[lld] b440c25 - [lld-macho][nfc] Give non-text ConcatOutputSections order-independent finalization

Thu Apr 7 15:13:35 PDT 2022

Author: Jez Ng
Date: 2022-04-07T18:13:27-04:00
New Revision: b440c25742749ce9e9008f84e020002290dca93c

URL: https://github.com/llvm/llvm-project/commit/b440c25742749ce9e9008f84e020002290dca93c
DIFF: https://github.com/llvm/llvm-project/commit/b440c25742749ce9e9008f84e020002290dca93c.diff

LOG: [lld-macho][nfc] Give non-text ConcatOutputSections order-independent finalization

This diff is motivated by my work to add proper DWARF unwind support. As
detailed in PR50956 functions that need DWARF unwind need to have
compact unwind entries synthesized for them. These CU entries encode an
offset within `__eh_frame` that points to the corresponding DWARF FDE.

In order to encode this offset during
`UnwindInfoSectionImpl::finalize()`, we need to first assign values to
`InputSection::outSecOff` for each `__eh_frame` subsection.

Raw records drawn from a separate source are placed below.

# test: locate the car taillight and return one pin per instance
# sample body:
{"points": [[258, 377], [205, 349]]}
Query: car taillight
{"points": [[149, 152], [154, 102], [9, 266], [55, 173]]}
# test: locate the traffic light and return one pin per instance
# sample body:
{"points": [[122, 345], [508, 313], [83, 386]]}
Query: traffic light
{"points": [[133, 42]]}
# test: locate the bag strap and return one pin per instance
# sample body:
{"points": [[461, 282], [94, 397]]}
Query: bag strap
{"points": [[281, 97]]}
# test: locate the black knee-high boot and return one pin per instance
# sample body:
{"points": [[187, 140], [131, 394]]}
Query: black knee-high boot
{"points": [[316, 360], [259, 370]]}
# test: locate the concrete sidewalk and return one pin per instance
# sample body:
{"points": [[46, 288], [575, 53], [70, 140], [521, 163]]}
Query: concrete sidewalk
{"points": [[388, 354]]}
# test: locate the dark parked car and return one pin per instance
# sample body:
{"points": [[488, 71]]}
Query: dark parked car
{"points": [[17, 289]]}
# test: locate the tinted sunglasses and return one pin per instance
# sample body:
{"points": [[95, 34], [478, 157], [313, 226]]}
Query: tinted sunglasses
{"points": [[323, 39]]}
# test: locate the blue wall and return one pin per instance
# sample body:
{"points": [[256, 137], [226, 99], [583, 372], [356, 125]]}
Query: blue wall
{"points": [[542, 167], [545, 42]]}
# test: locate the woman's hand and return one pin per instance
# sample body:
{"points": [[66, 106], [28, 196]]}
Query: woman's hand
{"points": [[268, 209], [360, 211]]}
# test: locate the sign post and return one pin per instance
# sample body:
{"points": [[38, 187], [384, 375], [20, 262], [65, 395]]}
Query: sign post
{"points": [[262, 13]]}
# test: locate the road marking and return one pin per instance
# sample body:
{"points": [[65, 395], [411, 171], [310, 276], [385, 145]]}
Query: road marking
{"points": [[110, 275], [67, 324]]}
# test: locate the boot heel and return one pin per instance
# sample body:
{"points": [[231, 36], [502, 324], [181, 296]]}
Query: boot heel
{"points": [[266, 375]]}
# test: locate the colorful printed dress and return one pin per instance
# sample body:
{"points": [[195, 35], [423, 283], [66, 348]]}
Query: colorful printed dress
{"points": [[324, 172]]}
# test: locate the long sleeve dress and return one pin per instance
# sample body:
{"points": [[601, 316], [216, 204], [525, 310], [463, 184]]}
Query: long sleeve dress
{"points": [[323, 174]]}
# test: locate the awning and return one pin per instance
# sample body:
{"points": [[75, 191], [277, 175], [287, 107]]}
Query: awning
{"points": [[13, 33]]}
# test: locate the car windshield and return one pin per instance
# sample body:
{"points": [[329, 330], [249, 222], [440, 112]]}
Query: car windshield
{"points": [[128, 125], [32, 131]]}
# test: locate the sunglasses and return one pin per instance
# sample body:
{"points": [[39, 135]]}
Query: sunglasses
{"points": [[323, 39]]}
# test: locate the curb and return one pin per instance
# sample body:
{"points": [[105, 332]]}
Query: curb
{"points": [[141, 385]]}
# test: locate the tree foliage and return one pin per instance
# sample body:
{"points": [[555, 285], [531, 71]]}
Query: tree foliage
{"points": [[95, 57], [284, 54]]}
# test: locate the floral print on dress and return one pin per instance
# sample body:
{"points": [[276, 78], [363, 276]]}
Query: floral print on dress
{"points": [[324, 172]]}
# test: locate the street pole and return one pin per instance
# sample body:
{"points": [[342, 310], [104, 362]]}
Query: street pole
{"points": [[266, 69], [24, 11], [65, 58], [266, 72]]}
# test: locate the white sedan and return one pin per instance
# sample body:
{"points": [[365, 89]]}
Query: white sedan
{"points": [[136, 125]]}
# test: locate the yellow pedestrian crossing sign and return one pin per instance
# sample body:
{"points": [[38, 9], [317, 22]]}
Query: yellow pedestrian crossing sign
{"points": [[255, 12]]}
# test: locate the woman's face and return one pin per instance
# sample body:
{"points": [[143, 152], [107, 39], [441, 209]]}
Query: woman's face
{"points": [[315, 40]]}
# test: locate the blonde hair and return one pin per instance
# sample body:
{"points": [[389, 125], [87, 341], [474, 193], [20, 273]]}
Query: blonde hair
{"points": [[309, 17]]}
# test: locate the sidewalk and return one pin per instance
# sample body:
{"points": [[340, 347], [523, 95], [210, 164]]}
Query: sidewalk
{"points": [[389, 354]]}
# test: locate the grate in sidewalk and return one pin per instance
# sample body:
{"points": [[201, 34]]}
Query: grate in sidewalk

But
`__eh_frame` is ordered after `__unwind_info` (according to ld64 at
least), which puts us in a bit of a bind: `outSecOff` gets assigned
during finalization, but `__eh_frame` is being finalized after
`__unwind_info`.

But it occurred to me that there's no real need for most
ConcatOutputSections to be finalized sequentially. It's only necessary
for text-containing ConcatOutputSections that may contain branch relocs
which may need thunks. ConcatOutputSections containing other types of
data can be finalized in any order.

This diff moves the finalization logic for non-text sections into a
separate `finalizeContents()` method. This method is called before
section address assignment & unwind info finalization takes place. In
theory we could call these `finalizeContents()` methods in parallel, but
in practice it seems to be faster to do it all on the main thread.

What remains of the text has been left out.